A ball whose mass is 0.3 kg hits the floor with a speed of 7 m/s and rebounds upward with a speed of 5 m/s. If the ball was in contact with the floor for 0.5 ms (0.5multiply10-3 s), what was the average magnitude of the force exerted on the ball by the floor?
To find the average magnitude of the force exerted on the ball by the floor, we can use the impulse-momentum principle.

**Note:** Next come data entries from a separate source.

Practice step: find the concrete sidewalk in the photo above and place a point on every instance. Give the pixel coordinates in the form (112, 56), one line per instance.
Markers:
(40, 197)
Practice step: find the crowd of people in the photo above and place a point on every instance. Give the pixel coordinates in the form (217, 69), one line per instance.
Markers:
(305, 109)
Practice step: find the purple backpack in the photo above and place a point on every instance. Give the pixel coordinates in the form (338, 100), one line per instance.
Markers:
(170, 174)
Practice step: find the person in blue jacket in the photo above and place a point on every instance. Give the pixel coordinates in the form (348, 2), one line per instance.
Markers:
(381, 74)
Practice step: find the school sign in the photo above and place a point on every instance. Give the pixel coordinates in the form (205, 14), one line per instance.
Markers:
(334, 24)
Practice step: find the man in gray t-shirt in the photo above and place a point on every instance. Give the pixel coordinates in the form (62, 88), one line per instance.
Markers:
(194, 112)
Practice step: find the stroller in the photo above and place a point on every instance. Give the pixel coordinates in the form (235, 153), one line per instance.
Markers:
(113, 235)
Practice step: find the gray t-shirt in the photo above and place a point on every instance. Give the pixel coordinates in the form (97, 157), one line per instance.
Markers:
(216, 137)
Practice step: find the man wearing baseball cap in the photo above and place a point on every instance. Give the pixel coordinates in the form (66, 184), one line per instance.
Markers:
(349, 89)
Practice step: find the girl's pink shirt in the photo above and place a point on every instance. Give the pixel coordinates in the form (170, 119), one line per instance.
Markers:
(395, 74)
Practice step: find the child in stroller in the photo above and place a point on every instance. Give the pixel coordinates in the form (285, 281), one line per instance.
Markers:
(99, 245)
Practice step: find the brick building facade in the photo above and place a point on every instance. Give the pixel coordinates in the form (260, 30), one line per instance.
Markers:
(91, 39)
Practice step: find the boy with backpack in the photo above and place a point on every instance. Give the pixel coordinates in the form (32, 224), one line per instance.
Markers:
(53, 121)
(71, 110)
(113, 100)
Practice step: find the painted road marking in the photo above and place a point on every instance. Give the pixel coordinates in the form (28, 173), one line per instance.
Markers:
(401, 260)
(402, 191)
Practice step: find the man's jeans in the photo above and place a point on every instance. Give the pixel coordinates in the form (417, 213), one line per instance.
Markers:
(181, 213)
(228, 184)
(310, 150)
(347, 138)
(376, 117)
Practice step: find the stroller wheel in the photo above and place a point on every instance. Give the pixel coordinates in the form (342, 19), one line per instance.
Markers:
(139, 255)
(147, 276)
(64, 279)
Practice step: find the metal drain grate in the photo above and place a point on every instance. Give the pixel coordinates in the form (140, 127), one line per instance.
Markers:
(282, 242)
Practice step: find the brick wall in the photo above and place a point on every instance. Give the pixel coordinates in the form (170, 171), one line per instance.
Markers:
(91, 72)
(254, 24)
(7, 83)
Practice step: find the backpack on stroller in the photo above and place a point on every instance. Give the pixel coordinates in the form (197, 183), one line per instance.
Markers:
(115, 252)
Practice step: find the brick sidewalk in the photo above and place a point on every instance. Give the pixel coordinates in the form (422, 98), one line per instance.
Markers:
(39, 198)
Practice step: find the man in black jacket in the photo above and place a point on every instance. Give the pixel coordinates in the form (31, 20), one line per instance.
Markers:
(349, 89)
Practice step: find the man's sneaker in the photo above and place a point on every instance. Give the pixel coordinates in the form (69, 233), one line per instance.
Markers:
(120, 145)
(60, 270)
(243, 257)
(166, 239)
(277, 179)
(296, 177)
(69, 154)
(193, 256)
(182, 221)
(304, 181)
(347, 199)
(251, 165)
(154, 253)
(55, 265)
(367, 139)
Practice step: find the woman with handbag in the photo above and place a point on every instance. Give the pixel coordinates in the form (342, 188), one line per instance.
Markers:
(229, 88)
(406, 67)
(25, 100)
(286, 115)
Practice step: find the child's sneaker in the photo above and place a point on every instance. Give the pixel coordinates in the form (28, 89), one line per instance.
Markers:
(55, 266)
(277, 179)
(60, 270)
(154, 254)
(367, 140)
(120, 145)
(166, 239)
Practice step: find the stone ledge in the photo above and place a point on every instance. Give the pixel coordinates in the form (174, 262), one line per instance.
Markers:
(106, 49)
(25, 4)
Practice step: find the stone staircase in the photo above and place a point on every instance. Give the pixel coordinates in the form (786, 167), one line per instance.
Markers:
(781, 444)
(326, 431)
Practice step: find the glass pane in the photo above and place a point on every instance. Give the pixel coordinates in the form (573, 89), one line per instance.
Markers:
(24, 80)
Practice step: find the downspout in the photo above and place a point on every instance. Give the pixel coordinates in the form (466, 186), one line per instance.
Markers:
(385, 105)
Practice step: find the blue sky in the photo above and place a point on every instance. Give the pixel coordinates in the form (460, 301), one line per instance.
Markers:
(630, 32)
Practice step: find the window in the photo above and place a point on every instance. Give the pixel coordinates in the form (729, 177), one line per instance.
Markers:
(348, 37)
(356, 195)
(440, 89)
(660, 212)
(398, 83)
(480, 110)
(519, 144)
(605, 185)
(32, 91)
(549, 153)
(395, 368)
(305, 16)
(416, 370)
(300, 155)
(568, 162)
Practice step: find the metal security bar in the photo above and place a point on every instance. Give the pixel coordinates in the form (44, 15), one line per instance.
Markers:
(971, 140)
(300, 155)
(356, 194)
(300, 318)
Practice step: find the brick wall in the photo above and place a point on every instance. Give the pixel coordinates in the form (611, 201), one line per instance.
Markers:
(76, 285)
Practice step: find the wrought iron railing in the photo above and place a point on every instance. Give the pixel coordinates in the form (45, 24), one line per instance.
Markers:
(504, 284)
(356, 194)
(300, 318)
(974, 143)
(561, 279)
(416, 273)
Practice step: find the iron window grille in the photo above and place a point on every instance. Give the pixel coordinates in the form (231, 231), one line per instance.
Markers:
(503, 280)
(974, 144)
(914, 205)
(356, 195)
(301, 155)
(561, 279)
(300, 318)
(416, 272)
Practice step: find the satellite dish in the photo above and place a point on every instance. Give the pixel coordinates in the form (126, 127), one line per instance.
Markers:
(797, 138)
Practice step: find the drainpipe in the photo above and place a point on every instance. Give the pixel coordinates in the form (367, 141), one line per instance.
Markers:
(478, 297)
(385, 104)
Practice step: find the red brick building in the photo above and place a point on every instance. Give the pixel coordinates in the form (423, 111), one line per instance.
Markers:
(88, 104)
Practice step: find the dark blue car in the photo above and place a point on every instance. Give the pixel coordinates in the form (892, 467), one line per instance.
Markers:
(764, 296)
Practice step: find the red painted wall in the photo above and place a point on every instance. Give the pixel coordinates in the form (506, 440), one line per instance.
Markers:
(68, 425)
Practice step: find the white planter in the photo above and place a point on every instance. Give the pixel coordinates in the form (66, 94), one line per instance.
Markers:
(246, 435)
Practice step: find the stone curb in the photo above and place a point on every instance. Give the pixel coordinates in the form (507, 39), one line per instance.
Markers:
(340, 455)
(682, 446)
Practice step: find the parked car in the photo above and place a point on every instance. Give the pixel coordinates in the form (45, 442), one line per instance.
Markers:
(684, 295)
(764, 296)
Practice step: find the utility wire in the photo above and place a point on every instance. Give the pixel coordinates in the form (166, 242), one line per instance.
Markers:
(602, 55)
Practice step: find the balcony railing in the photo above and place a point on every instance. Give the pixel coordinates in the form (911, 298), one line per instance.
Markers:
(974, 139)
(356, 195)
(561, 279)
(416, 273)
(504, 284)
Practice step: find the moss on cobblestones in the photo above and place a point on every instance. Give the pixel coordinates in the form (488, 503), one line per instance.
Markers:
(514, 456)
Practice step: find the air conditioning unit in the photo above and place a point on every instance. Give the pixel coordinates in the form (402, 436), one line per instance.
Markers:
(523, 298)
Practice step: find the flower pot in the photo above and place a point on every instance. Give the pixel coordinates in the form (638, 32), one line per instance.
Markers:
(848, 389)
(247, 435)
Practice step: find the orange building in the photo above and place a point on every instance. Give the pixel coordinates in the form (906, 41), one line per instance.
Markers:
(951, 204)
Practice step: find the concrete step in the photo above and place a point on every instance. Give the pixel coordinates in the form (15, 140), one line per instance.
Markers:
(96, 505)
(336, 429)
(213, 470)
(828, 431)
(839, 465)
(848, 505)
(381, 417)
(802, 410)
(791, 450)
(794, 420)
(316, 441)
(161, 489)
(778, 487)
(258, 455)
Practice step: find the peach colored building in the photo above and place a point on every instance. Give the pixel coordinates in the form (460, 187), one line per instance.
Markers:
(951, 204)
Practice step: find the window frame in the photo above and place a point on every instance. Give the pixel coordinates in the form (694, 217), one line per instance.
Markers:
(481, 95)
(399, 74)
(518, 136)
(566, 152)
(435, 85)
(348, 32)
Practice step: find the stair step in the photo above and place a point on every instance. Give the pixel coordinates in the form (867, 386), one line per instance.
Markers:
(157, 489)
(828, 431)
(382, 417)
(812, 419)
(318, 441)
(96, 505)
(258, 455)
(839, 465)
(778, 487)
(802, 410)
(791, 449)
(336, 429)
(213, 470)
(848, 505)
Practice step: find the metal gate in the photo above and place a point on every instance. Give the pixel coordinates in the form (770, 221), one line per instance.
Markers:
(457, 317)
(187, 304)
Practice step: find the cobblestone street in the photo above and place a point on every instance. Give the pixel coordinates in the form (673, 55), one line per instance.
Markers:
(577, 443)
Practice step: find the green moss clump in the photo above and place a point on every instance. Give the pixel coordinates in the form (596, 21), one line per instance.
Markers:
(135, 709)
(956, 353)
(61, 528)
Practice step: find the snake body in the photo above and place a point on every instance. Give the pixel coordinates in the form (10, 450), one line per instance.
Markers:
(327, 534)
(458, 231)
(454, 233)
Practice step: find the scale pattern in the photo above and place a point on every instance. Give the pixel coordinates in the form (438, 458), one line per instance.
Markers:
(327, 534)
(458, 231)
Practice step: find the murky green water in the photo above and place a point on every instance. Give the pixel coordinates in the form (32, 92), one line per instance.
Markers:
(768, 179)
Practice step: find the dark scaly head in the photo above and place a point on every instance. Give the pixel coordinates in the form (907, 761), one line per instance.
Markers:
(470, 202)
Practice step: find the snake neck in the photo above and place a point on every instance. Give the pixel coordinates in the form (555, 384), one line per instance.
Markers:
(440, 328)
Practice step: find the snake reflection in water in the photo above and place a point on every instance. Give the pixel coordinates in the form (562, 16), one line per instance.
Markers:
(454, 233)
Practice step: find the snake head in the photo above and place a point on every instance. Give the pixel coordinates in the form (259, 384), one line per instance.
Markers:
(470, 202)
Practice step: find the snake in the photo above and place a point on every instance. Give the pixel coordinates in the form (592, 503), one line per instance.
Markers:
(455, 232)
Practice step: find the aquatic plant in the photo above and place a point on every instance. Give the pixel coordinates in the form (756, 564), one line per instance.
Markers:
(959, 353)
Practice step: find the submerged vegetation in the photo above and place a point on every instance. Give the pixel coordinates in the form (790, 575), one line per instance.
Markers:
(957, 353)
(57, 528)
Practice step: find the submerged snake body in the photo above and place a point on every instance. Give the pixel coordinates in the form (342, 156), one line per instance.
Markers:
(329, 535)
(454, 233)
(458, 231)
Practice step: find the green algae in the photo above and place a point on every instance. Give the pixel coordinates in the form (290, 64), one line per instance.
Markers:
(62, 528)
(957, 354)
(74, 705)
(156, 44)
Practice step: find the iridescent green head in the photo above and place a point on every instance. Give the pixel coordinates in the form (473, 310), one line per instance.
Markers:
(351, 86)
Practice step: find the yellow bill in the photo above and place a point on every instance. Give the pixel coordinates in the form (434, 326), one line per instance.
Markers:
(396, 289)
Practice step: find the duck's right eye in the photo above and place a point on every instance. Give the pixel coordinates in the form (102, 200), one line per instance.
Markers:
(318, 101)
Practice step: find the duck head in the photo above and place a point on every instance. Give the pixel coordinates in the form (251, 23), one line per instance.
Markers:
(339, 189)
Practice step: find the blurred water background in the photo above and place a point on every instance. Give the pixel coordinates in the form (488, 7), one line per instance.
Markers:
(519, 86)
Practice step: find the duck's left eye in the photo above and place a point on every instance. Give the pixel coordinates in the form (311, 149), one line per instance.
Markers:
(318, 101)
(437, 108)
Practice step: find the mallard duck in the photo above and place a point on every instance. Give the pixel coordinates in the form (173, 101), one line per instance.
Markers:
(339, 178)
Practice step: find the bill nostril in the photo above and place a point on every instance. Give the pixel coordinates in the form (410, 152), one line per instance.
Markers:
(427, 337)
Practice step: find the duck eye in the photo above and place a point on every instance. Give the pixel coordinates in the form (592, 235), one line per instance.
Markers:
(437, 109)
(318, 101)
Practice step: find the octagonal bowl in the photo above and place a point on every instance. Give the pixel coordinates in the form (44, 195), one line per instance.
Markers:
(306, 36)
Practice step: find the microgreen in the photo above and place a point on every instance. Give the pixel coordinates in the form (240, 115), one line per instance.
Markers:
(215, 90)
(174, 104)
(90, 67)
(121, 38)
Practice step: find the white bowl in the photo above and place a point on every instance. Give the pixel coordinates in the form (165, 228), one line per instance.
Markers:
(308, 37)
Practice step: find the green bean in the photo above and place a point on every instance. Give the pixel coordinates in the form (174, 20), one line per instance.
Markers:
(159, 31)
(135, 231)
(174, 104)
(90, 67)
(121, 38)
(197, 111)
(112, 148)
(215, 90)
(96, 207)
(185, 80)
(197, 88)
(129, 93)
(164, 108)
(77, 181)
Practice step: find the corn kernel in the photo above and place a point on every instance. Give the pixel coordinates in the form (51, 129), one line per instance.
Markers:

The impulse-momentum principle states that the change in momentum of an object is equal to the force applied to it multiplied by the time over which the force acts. Mathematically, it can be written as:
Impulse = Force * Time
In this case, the impulse is equal to the change in momentum of the ball. The change in momentum is given by the difference between the final momentum and the initial momentum. Mathematically, it can be written as:
Impulse = (final momentum) - (initial momentum)
To find the final momentum, we can use the formula:
Final momentum = Mass * Final Velocity
Similarly, the initial momentum can be calculated using:
Initial momentum = Mass * Initial Velocity
Substituting these values into the impulse-momentum formula, we get:
Impulse = (Mass * Final Velocity) - (Mass * Initial Velocity)
Now, let's calculate the impulse:
Impulse = (0.3 kg * 5 m/s) - (0.3 kg * 7 m/s)
= 1.5 kg·m/s - 2.1 kg·m/s
= -0.6 kg·m/s
Note that the impulse is negative because the ball changes direction.
Finally, we can find the average magnitude of the force by dividing the impulse by the time over which the force acts:
Average Force = Impulse / Time
Substituting the values given in the problem:
Average Force = (-0.6 kg·m/s) / (0.5 * 10^-3 s)
= -1200 N
The average magnitude of the force exerted on the ball by the floor is 1200 Newtons.